Suspirei, parando de frente para ele.

— Não importa o que você diga, eu não vou aceitar, Beto.

Assim que a palavra saiu da minha boca, eu congelei. Não era para eu usar aquele apelido nunca mais na minha existência.

Um sorriso presunçoso surgiu em seu rosto.

— O que foi que você disse?

— Não importa o que eu disse, Humberto. Não vai mudar nada. – olhei-o nos olhos, passando o máximo de confiança possível – Nós não vamos acontecer, Humberto. Não existe nenhum motivo no mundo que me faria ficar com você. Desista e se poupe do trabalho, que eu sei que deve te custar muito.

Humberto passou a mão pelo rosto, irritado, e murmurou um “se é o que você quer” antes de sair pisando duro na direção contrária à minha. Dessa vez, ele não parecia o idiota convencido de normalmente.

Joguei a outra alça da mochila no ombro e segui em direção ao último ponto de ônibus da rua. Eu ainda tinha quinze minutos até o próximo ônibus, então tirei meu exemplar de Orgulho e Preconceito da mochila e fiquei lendo sob a luz fraca do poste.

Não pude evitar pensar que eu era um pouco como Lizzy. De certa forma, eu afastava Humberto por orgulho ferido e um preconceito já sólido demais para eu me livrar dele. Talvez, no fim, eu estivesse mesmo errada...

Bobagem. Humberto era mesmo um idiota. Eu o vi falar para os amigos que nunca ficaria com uma esquisita como eu. Eu o vi bater num menino mais fraco sem a menor piedade. Eu o vi gritar com a ex-namorada como se ela fosse um monte de lixo. Eu o vi falar de festas, bebidas e mulheres como tudo isso fosse a única coisa importante na vida.

Vazio, insensível e brutamontes, como todo bom babaca deve ser.

É, eu estava definitivamente certa.

Pouco depois, o ônibus chegou. Guardei o livro na mochila e sentei num dos bancos altos, louca para chegar em casa e dormir. Um sono profundo, tranquilo e sem Humberto.

.  .  .

Quando eu entrei na faculdade, eu era o tipo de garota que qualquer canalha enganaria fácil. Nunca tinha namorado e tinha beijado no máximo três caras, dois deles em jogos de verdade ou conseqüência.

Uma das primeiras pessoas que eu conheci quando cheguei foi Humberto. O cara era simplesmente lindo. Tinhas os cabelos mais negros que já vi na vida, e seus olhos eram de um azul escuro assustador, como se ele escondesse todo tipo de segredo. Eu fiquei encantada.

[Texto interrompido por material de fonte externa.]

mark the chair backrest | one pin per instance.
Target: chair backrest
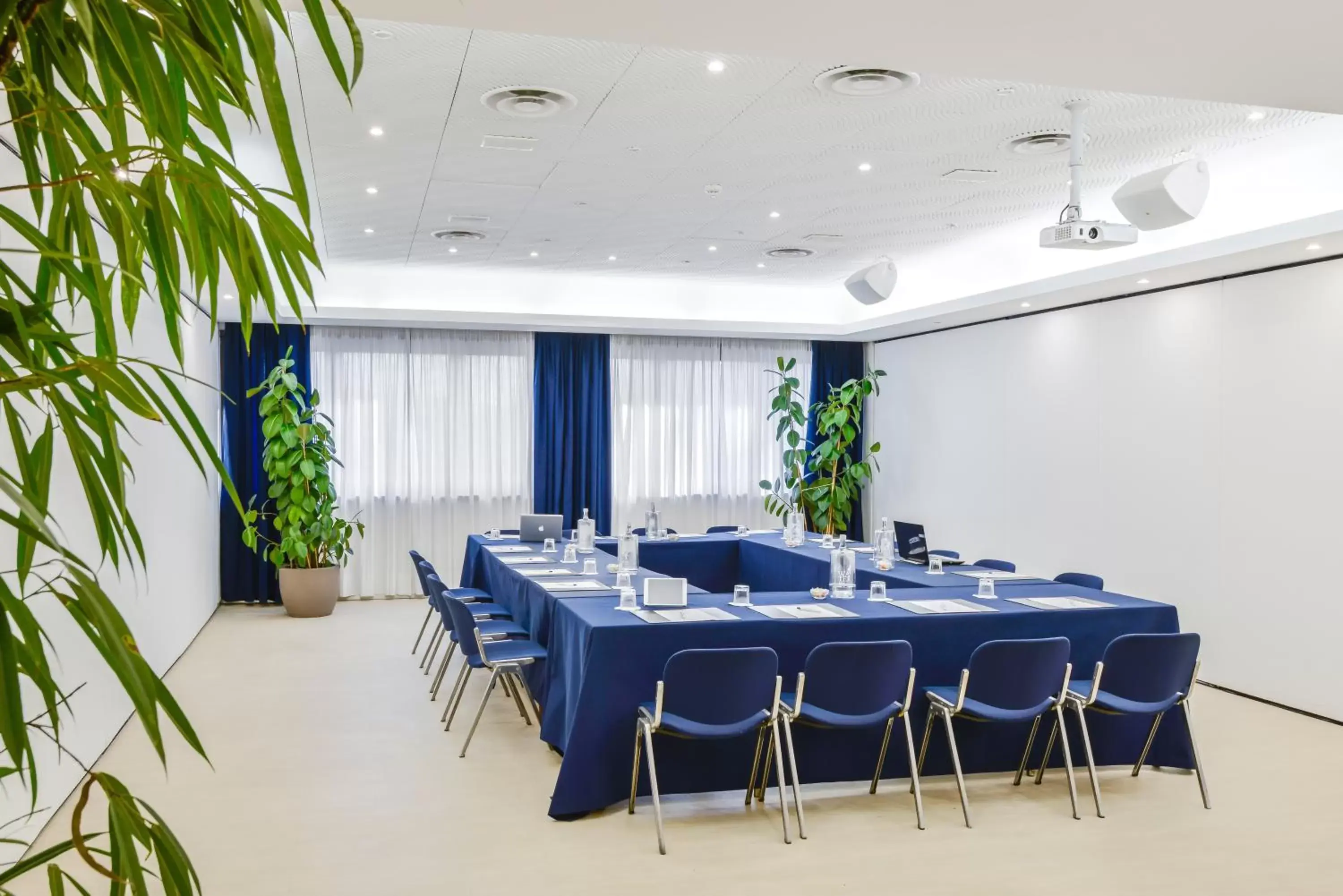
(720, 687)
(1150, 668)
(1082, 581)
(1018, 675)
(464, 624)
(857, 678)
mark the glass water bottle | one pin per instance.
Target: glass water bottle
(587, 534)
(844, 570)
(628, 550)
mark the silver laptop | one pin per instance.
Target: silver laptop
(539, 527)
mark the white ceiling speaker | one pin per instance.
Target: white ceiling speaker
(528, 102)
(853, 81)
(1166, 196)
(873, 284)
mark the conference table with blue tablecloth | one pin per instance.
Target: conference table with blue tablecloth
(603, 663)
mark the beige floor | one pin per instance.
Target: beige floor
(331, 776)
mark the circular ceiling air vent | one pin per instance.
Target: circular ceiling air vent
(528, 102)
(1039, 144)
(458, 235)
(851, 81)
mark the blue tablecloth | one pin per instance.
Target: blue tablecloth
(603, 663)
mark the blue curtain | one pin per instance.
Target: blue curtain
(245, 576)
(573, 427)
(833, 364)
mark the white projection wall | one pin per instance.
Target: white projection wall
(1185, 445)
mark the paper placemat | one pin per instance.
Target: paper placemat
(581, 585)
(931, 608)
(802, 612)
(1060, 604)
(689, 614)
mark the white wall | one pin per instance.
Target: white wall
(1186, 445)
(167, 602)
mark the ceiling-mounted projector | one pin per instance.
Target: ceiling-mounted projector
(1072, 231)
(873, 284)
(1166, 196)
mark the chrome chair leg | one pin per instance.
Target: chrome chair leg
(1025, 757)
(480, 711)
(923, 747)
(797, 784)
(1049, 751)
(778, 761)
(429, 614)
(1151, 737)
(653, 785)
(634, 776)
(457, 686)
(1193, 746)
(1091, 758)
(914, 770)
(1068, 758)
(955, 765)
(457, 703)
(755, 765)
(881, 757)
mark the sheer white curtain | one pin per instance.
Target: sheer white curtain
(434, 429)
(689, 427)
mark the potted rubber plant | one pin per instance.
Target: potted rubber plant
(312, 542)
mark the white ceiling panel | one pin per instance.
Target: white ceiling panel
(624, 172)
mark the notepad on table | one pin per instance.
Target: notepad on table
(1060, 604)
(688, 614)
(802, 612)
(930, 608)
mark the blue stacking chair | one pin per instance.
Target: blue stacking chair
(855, 684)
(1143, 675)
(1082, 581)
(504, 659)
(1006, 682)
(481, 605)
(718, 694)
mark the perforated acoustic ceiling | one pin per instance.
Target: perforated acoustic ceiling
(624, 172)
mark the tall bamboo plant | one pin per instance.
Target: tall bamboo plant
(131, 198)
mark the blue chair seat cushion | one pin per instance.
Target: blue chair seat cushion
(508, 652)
(1115, 704)
(497, 628)
(977, 711)
(683, 727)
(818, 718)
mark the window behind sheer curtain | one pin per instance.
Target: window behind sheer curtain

Não bastasse seu rosto divino – e seu corpo que definitivamente não era de se jogar fora – ele ainda era simpático. Sempre tinha um sorriso para todo mundo que falasse com ele. Não importava se era a pessoa mais odiosa do mundo, ele sorria e ajudava.

Não sei se era efeito do deslumbramento inicial da vida universitária ou se era porque eu queria muito acreditar que finalmente um cara legal tinha aparecido na minha vida, mas eu me deixei encantar sem tomar o mínimo cuidado.

Sabe quando dizem que quanto maior o sonho, mais alta a queda? São sábias palavras, meu caro.

Uma tarde, eu estava estudando num banco do terceiro andar, quando Humberto e Júlio passaram conversando. Não prestei atenção no início, tinha prova de fonética no dia seguinte e estava potencialmente ferrada. Eu estava determinada a manter minha concentração a qualquer preço.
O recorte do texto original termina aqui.